The water mist thing is cunning,
I use that non slip mat stuff for sanding over, it has a wide mesh structure and the dust drops through it, and it will hang on to wood even when it is being abused by a Makita 100mm belt sander. Oh! and it also cheap from Aldi. (cheap? my favourite word until applied to tools).
I cant walk past one of their shops without popping in. Now and again they have the weirdest work shop bargains.

When making long cuts with circular saws, jig saws or routers I like to have the business end of the tool offside of the bench.

Of course I have never had that ''Hmm, cutting slow must be getting blunt'' moment as I cut half my workbench up. Honest.

Chunko'.


----------



## barkwindjammer (25 May 2011)

A pair of Richard T's holdfasts are to be highly recommended


----------



## greggy (25 May 2011)

i use the none slip mat too, i have 100 metrers of it.


----------



## Peter Sefton (13 Jun 2011)

I have used Irwin’s Quick-Grip cramps as hold downs as they fit through the 19 mm holes I have drilled in my benches for dogs The Irwin 5122Q Have a quick-change screw mechanism for easy conversion to a spreader this also means you can quickly take the head off to move it around your bench.

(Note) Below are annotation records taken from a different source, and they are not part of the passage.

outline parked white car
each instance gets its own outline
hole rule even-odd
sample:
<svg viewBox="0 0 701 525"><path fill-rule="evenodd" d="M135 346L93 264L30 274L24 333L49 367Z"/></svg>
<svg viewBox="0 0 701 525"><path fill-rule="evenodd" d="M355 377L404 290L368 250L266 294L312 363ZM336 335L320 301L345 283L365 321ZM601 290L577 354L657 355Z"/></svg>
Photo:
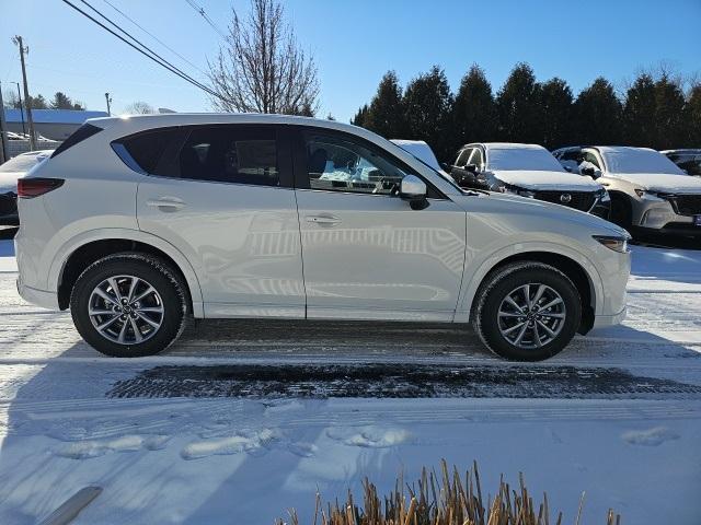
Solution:
<svg viewBox="0 0 701 525"><path fill-rule="evenodd" d="M15 226L18 215L18 179L32 170L37 162L42 162L54 150L37 150L20 153L0 164L0 226Z"/></svg>
<svg viewBox="0 0 701 525"><path fill-rule="evenodd" d="M450 175L464 188L545 200L607 219L609 196L598 183L567 172L542 145L481 142L460 149Z"/></svg>
<svg viewBox="0 0 701 525"><path fill-rule="evenodd" d="M161 351L194 316L472 322L497 354L540 360L625 314L622 229L462 191L331 120L89 120L19 194L21 295L70 307L110 355Z"/></svg>
<svg viewBox="0 0 701 525"><path fill-rule="evenodd" d="M611 221L632 231L701 237L701 178L658 151L631 147L574 147L553 152L606 186ZM571 167L572 168L572 167Z"/></svg>

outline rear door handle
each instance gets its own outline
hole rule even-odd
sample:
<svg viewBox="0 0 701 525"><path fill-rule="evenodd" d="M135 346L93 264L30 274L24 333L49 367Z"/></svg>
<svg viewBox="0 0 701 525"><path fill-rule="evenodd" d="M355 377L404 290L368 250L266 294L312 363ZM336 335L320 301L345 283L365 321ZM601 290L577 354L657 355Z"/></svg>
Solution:
<svg viewBox="0 0 701 525"><path fill-rule="evenodd" d="M146 201L146 206L150 206L151 208L163 208L172 210L180 210L185 208L185 201L175 198L175 197L161 197L159 199L149 199ZM165 210L163 210L165 211Z"/></svg>
<svg viewBox="0 0 701 525"><path fill-rule="evenodd" d="M335 226L336 224L341 224L341 219L331 214L307 215L304 219L307 220L307 222L311 222L312 224L320 224L323 226Z"/></svg>

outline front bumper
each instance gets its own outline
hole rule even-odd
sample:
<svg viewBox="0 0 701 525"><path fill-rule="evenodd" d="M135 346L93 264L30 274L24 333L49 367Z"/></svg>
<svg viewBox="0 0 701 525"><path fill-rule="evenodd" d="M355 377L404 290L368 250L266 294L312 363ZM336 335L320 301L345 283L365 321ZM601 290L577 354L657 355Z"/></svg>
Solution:
<svg viewBox="0 0 701 525"><path fill-rule="evenodd" d="M641 199L633 215L633 226L657 234L701 236L701 225L696 225L697 214L679 213L674 198ZM701 210L699 210L701 215Z"/></svg>

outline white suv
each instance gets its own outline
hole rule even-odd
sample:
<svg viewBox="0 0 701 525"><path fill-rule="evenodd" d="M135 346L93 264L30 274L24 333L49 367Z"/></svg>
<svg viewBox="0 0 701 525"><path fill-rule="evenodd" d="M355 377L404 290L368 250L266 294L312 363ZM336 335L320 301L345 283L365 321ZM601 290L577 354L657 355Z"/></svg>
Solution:
<svg viewBox="0 0 701 525"><path fill-rule="evenodd" d="M194 316L472 322L540 360L625 313L624 230L463 191L330 120L94 119L18 189L20 293L110 355L159 352Z"/></svg>

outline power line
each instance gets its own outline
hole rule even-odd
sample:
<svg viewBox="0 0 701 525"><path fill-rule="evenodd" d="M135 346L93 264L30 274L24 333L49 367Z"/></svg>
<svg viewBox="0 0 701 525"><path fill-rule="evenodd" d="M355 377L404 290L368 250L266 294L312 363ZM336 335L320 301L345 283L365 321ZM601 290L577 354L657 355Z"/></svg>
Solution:
<svg viewBox="0 0 701 525"><path fill-rule="evenodd" d="M115 24L114 22L112 22L107 16L105 16L104 14L100 13L100 11L97 11L95 8L93 8L92 5L90 5L88 2L85 2L84 0L81 0L85 5L88 5L90 9L92 9L95 13L97 13L101 18L103 18L105 21L107 21L110 24L112 24L114 27L116 27L118 31L120 31L123 34L125 34L127 37L129 37L131 40L134 40L136 43L133 44L131 42L127 40L126 38L124 38L122 35L115 33L114 31L112 31L110 27L107 27L105 24L103 24L102 22L100 22L99 20L94 19L93 16L91 16L89 13L87 13L85 11L83 11L82 9L80 9L79 7L77 7L76 4L73 4L72 2L70 2L69 0L62 0L64 3L70 5L72 9L74 9L76 11L78 11L80 14L82 14L83 16L85 16L87 19L91 20L93 23L97 24L100 27L102 27L103 30L105 30L106 32L108 32L110 34L112 34L113 36L116 36L117 38L119 38L122 42L124 42L125 44L127 44L129 47L136 49L137 51L139 51L141 55L143 55L145 57L147 57L148 59L154 61L156 63L158 63L159 66L161 66L162 68L168 69L170 72L172 72L173 74L176 74L177 77L180 77L181 79L185 80L186 82L189 82L191 84L195 85L196 88L199 88L200 90L205 91L206 93L210 94L211 96L215 96L217 98L221 98L225 100L221 95L219 95L218 93L216 93L215 91L212 91L210 88L206 86L205 84L198 82L197 80L193 79L192 77L189 77L188 74L186 74L185 72L183 72L182 70L180 70L179 68L176 68L175 66L173 66L172 63L170 63L168 60L165 60L164 58L162 58L161 56L159 56L157 52L154 52L152 49L150 49L148 46L143 45L142 43L140 43L137 38L135 38L134 36L131 36L128 32L126 32L125 30L123 30L122 27L119 27L117 24ZM140 46L140 47L138 47Z"/></svg>
<svg viewBox="0 0 701 525"><path fill-rule="evenodd" d="M177 57L180 57L182 60L184 60L185 62L187 62L188 65L191 65L193 68L195 68L197 71L199 71L202 74L207 75L207 73L205 71L203 71L202 69L199 69L197 66L195 66L193 62L191 62L189 60L187 60L185 57L183 57L180 52L177 52L175 49L173 49L171 46L169 46L168 44L165 44L163 40L161 40L158 36L156 36L153 33L151 33L150 31L148 31L146 27L143 27L141 24L139 24L136 20L134 20L131 16L129 16L127 13L125 13L124 11L122 11L119 8L117 8L116 5L114 5L110 0L103 0L107 5L110 5L112 9L114 9L117 13L119 13L122 16L124 16L125 19L127 19L129 22L131 22L134 25L136 25L139 30L141 30L143 33L146 33L147 35L149 35L151 38L153 38L156 42L158 42L161 46L163 46L165 49L168 49L169 51L171 51L173 55L176 55Z"/></svg>
<svg viewBox="0 0 701 525"><path fill-rule="evenodd" d="M95 12L100 18L102 18L105 22L107 22L108 24L111 24L113 27L115 27L117 31L122 32L124 35L126 35L128 38L130 38L135 44L137 44L138 46L140 46L142 49L145 49L146 51L148 51L152 57L158 58L158 60L161 62L161 65L168 66L171 70L175 70L177 71L177 73L180 73L181 75L185 75L187 79L189 79L191 82L195 82L196 85L200 86L202 89L208 89L207 86L205 86L205 84L203 84L202 82L193 79L189 74L185 73L183 70L181 70L180 68L176 68L175 66L173 66L171 62L169 62L168 60L165 60L163 57L161 57L158 52L156 52L154 50L152 50L150 47L146 46L145 44L142 44L141 42L139 42L137 38L135 38L131 34L129 34L127 31L123 30L118 24L116 24L115 22L113 22L112 20L110 20L107 16L105 16L103 13L101 13L96 8L92 7L90 3L88 3L85 0L80 0L82 3L84 3L88 8L90 8L93 12ZM105 27L106 28L106 27ZM117 35L118 36L118 35Z"/></svg>
<svg viewBox="0 0 701 525"><path fill-rule="evenodd" d="M185 1L197 12L197 14L202 15L202 18L205 19L205 21L211 26L212 30L217 32L217 34L219 34L219 36L221 36L225 40L228 38L227 35L219 27L217 27L217 24L215 24L214 20L211 20L205 12L205 8L198 5L194 0Z"/></svg>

The water spray mist is also useful when gluing up. Chinese glue (or spittle as we may call it) can be used to hold cramping blocks in place if you have forgotten to tape or otherwise fix them before the panic of gluing starts.


----------



## Richard T (21 Jun 2011)

Bless you BWJ


----------



## bugbear (21 Jun 2011)

chunkolini":2tqg77gh said:


> I use that non slip mat stuff for sanding over, it has a wide mesh structure and the dust drops through it, and it will hang on to wood even when it is being abused by a Makita 100mm belt sander. Oh! and it also cheap from Aldi. (cheap? my favourite word until applied to tools).



That stuff was a revelation, back when I had a Peugeot estate with a large, flat, carpeted load space. Boxes of stuff that used to slide all over the place, suddenly stayed put like they were glued! Marvelous.

BugBear


----------



## Jacob (21 Jun 2011)

chunkolini":22sx4yni said:


> I have been routing edges lately and getting fed up faffing about with G clamps on the edge of the bench.
> So I had a look at what was around, and spottd these cheap clamps hanging on the wall, lopped the lug off the bottom that stops the screw bit falling off the bottom, drilled and slotted a hole in the bench. Invert the clamp and job done.
> This is a bit close to the edge but works. I now have a line of slots all the way down the bench.
> Edit, the other end of the clamp is of course under the bench, so I can remove it and use it as it was originally intended.
> Chunko'.


Good idea. I've been doing it for years with Record sash clamps but a longer arm clamp like yours would be a lot handier


----------